William John was overcome with grief, yet he knew it was his
responsibility to give the child a Christian burial, and having no money to buy
a fancy casket, he fashioned a small box from wood he had salvaged and buried
the child quietly in a corner of the church cemetery. Then every morning before
the sun came up he would return to the small plot and say a prayer.
About a month later when he came to the cemetery one morning he
found the plot had been dug up and the small coffin containing his child lay on
a mound of dirt. He realized immediately that the grave had been appropriated
for the casket of a town official who had died, a member of one of the wealthy families who bought the fine linen that his family had weaved.
When he arrived back home later than usual, he explained to
Maryann what had happened. She was
distraught thinking of her child discarded so thoughtlessly, but then he
explained he had taken their son and buried him again "somewhere
where only God and I know." Presumably he continued to pray over his son in his new resting place for the years that they were to remain in Northern Ireland.
Swift River Company Mill |
Their relocation began after Jim, their oldest son, fell in love with Sarah Hickland, and Sarah's family sailed to the United States and settled in Enfield, Massachusetts. Jim soon boarded a ship and followed her there where he proved to Mr. Smith of the woolen mill that he was a skilled weaver. Once Mr. Smith saw what Jim could do, he agreed to send for the rest of the family and there they settled in the Smiths' Village section of Enfield.
William John Gilpin Home |
And it was to their small home in the Smiths' Village years later that my mother was to come after her mother died. Her
cousin, Uncle Jim's daughter, Ruth Vivian lived nearby, and she soon made many friends.

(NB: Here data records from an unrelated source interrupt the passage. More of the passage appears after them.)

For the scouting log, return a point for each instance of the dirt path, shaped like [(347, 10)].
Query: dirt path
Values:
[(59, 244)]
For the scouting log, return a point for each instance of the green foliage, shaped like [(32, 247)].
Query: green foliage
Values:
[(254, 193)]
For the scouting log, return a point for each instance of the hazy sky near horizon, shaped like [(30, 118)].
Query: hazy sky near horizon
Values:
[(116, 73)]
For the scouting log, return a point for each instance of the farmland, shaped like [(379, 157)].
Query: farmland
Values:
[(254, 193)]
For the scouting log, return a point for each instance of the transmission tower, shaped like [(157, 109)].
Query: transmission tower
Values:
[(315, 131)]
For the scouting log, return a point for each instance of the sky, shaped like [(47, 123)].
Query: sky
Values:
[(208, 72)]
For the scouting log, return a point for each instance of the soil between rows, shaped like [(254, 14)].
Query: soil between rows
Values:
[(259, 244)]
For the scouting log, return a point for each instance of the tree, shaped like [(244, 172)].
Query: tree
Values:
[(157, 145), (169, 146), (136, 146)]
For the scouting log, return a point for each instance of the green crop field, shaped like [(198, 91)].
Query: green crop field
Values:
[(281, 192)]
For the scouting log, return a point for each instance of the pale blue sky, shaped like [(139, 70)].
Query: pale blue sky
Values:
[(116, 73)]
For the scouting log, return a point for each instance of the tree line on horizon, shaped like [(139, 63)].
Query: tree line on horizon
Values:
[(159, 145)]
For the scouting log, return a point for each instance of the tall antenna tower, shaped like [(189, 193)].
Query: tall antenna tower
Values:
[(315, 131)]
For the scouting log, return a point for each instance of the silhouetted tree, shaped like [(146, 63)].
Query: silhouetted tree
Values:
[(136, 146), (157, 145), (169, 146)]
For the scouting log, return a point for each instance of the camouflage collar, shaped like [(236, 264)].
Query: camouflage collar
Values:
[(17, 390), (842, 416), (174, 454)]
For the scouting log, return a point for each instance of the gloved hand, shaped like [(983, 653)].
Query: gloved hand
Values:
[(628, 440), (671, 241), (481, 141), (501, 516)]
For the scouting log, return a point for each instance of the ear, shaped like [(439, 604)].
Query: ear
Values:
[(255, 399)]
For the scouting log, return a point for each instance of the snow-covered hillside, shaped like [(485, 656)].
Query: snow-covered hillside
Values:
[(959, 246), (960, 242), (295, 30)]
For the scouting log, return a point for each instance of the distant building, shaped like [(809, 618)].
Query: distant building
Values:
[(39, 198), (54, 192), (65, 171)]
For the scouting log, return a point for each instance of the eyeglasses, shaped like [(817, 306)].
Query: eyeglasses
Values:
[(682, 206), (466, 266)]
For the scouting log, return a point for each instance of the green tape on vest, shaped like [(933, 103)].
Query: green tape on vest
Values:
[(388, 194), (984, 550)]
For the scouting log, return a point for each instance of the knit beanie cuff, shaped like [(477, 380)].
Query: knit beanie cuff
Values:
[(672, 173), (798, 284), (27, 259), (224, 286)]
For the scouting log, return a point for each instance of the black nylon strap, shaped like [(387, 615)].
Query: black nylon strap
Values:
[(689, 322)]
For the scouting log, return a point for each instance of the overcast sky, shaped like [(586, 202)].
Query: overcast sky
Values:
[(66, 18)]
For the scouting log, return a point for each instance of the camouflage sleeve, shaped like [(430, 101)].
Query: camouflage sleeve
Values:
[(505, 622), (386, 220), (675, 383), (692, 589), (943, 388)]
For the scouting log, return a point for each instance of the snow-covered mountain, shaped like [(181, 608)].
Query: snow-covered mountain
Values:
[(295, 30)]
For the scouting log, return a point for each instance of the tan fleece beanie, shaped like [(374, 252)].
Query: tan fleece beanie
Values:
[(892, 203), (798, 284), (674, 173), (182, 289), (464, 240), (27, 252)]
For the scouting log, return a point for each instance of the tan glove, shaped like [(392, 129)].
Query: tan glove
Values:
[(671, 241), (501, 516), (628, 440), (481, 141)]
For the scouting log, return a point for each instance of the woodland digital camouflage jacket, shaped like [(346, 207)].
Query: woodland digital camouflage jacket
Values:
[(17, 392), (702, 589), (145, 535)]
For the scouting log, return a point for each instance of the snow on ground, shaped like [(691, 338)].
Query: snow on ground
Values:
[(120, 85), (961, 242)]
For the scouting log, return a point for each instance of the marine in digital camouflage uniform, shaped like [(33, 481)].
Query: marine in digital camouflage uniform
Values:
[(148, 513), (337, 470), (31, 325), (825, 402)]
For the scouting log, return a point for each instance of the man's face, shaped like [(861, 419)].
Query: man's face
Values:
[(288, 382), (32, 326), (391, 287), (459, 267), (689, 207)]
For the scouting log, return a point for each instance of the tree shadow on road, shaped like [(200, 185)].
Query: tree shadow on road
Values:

Her grandmother was a great cook and taught her to make Irish delicacies like
champ and potato bread.
She went to elementary school there, and then began high school at Belchertown High School, but when her father got a job in Springfield, she and her sister
Gertrude were able to be with him, so they moved back to the city.
Not long
after they moved back, her grandmother and then her grandfather died. They
returned to Enfield for the funeral and the burial in the church cemetery
there. Watching her grandfather's coffin being lowered into the ground, she
remembered his story of the child he buried so long ago, and she wondered if he
were still resting in peace.
Neither her grandfather nor her grandmother were to rest in peace
very long for it had been decided that the Swift River Valley--home to the
towns of Enfield, Dana, Greenwich, and Prescott--was to be flooded to create
Quabbin Reservoir that would provide water for the city of Boston.
Vera Gilpin Schneeloch at the Gilpin marker Quabbin Park Cemetery |
Soon all that had been of these
four towns was razed, moved, or destroyed. This included those interred in the
cemeteries. A new cemetery was created on the other side of Route 9, and all the
graves were disinterred and buried again in the new Quabbin Park Cemetery.
So William John and Maryann who had endured the trauma of having
their son disinterred and reburied were themselves disinterred and reburied.
At
least now there is a marker with their names engraved. New names have been added including that of my grandfather William John Gilpin, Jr. He was to receive the name of the child who had been lost so many years ago.